Travelling With Confidence

[BBC:042]   Travelling with Confidence

This handy guide provides helpful hints and tips on travelling confidently with a bladder or bowel issue, available to download and reference later. A visual infographic is also available here.

Method of Transport

If you are travelling with IBS or a similar condition which means you need regular access to a toilet, then it’s crucial to pick a method of transport that includes a toilet – it may sound obvious but there’s no point in booking a coach trip if there’s no toilet on board. 

Flying with Confidence

If you’re flying it may help to book a seat near the toilets and plan your flight time with your bowel habits in mind. You may need certificates for any medication you carry, and ensure you follow the airline’s guidelines for how these should be packed and transported. 

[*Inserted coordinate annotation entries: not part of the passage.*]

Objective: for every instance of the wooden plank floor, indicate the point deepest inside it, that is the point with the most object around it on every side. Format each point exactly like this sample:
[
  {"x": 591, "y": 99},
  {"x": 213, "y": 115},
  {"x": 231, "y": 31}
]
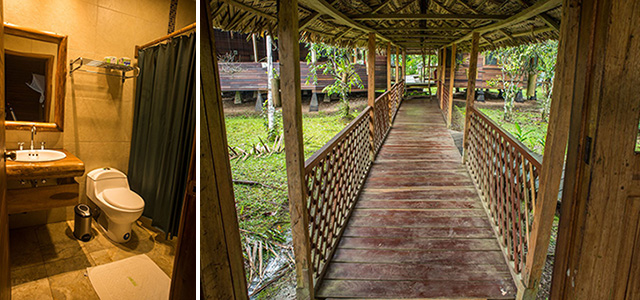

In the UK if you are travelling by air with a disability or reduced mobility you are legally entitled to support – known as ‘Special Assistance’ – provided by airlines to ensure you have a less stressful journey. 

You should be offered help from your arrival at the airport – this applies to all UK airports – and supported throughout your journey through the airport, in the air, and through arrivals at your destination airport.

Special Assistance support can include:

  • your journey through departures
  • boarding the aircraft and during the flight
  • disembarking the aircraft
  • Any transfers between flights
  • travelling through your destination airport

You must give the airline 48 hours notice if you plan to request Special Assistance.

Travelling by Car

If you plan on travelling by car then make a note of where the service stations are. Watching what you eat and drink on the day of travel can also help avoid an overactive bladder or upset bowel.  You may wish to take easy to store foods with you, as motorway services may have a limited selection of refreshments if you’re following a special diet. This is a great way to travel if you can plan frequent stops, to stretch your legs and use the toilet.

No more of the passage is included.